Roma 2:25-27: Sunat, Hukum Taurat, dan Kebenaran Sejati

Pendahuluan
Roma 2:25-27 adalah bagian dari argumen Rasul Paulus dalam suratnya kepada jemaat di Roma mengenai hubungan antara sunat, hukum Taurat, dan kebenaran di hadapan Allah. Paulus menegaskan bahwa sunat lahiriah tidak memiliki nilai jika seseorang tidak menaati hukum Taurat, dan bahwa seseorang yang tidak bersunat tetapi menaati hukum Taurat justru lebih benar di hadapan Allah.
Ayat ini berbunyi:
“Sunat memang ada gunanya jika kamu mematuhi Hukum Taurat, tetapi jika kamu pelanggar Hukum Taurat, sunatmu menjadi tidak bersunat.” (Roma 2:25, AYT)
“Jadi, jika orang yang tidak bersunat melakukan perintah-perintah Hukum Taurat, bukankah tidak sunatnya itu diperhitungkan sebagai sunat?” (Roma 2:26, AYT)

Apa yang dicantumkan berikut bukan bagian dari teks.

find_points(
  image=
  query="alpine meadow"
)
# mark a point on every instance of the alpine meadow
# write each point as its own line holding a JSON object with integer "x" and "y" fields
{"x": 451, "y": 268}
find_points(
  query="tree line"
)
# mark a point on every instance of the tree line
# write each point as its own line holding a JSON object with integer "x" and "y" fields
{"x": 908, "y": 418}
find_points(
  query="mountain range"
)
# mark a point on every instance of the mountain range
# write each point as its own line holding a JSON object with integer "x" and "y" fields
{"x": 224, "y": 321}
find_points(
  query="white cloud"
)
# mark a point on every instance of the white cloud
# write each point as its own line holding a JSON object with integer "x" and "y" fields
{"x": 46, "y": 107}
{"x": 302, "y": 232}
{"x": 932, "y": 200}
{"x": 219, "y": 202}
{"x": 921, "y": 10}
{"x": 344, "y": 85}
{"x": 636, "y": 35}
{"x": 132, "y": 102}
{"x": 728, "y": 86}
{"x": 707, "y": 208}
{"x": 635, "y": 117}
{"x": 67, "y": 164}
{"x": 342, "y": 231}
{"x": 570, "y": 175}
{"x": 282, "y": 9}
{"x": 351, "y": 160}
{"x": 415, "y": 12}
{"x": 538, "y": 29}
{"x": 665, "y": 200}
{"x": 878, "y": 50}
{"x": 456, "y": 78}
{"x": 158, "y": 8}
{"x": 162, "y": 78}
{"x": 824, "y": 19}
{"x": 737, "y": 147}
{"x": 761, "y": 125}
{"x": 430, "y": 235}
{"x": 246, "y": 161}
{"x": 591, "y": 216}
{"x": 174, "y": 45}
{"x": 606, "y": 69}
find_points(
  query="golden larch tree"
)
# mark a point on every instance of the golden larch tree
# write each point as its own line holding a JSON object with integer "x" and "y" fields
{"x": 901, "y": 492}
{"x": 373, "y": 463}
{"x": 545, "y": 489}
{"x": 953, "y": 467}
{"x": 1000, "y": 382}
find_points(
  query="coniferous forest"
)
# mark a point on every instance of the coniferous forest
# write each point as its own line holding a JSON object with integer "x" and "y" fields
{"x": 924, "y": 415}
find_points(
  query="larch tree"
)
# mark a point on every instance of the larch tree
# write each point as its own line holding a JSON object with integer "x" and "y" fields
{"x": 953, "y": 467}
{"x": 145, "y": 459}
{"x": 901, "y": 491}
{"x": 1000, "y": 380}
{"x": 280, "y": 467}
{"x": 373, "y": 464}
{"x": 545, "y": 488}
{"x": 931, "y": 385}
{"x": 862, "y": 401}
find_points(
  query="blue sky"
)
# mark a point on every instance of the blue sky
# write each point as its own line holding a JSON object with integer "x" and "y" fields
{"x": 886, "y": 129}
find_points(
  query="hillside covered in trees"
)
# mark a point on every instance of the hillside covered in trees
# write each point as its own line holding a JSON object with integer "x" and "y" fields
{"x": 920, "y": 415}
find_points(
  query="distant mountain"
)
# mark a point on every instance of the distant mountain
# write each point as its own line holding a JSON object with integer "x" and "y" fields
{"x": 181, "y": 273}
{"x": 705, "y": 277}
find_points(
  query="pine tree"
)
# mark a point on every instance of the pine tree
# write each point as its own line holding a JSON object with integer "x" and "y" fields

“Lalu, bukankah orang yang tidak sunat secara lahiriah, tetapi melakukan Hukum Taurat akan menghakimi kamu, yang memiliki Hukum yang tertulis dan sunat, tetapi pelanggar Hukum Taurat?” (Roma 2:27, AYT)
Dalam artikel ini, kita akan mengeksplorasi makna teologis ayat-ayat ini dalam perspektif teologi Reformed serta melihat bagaimana para teolog Reformed menafsirkan bagian ini.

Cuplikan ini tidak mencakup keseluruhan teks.